Since then, Bitcoin (BTC) locked in the “thou shall not hard fork” upgrade philosophy, which heavily influenced the design of later upgrades – where they all had to be designed as soft forks, leading to VM-ception created by SegWit and Taproot.
It’s interesting to compare Script evolution with its forked sibling (Bitcoin Cash, BCH), which upgrades through hard forks and has since introduced “check signature from stack”, TX introspection opcodes, persistent contract state (through native tokens), VM loops, functions, etc. which enabled public “anyonecanspend” contracts: instead of requiring a signature, the contract requires the spender to construct the TX in a particular way that satisfies the contract requirements.

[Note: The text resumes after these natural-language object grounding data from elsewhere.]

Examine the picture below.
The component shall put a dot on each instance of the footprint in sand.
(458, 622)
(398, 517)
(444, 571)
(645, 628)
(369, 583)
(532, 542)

Turns out, P2SH complicates these, because P2SH contracts are secret until spent, which conflicts with the “public use” nature of contracts like DEX AMM UTXOs etc. because they become harder to discover. They need to either use a constant address, or they need to announce contract parameters in some OP_RETURN, so spenders can reconstruct the redeem script.
Because of this, the May 2026 upgrade will be removing “standardness” relay rules, so such contracts can be made as “bare” pay-to-script instead of P2SH.
P2S can work well today because the UX for DeFi applications is different from the old “send to address”. With dapps you don’t pay to an address. Typically, you access some frontend which finds correct UTXOs and constructs correct outputs for the user, and the user signs just his input through WalletConnect or similar.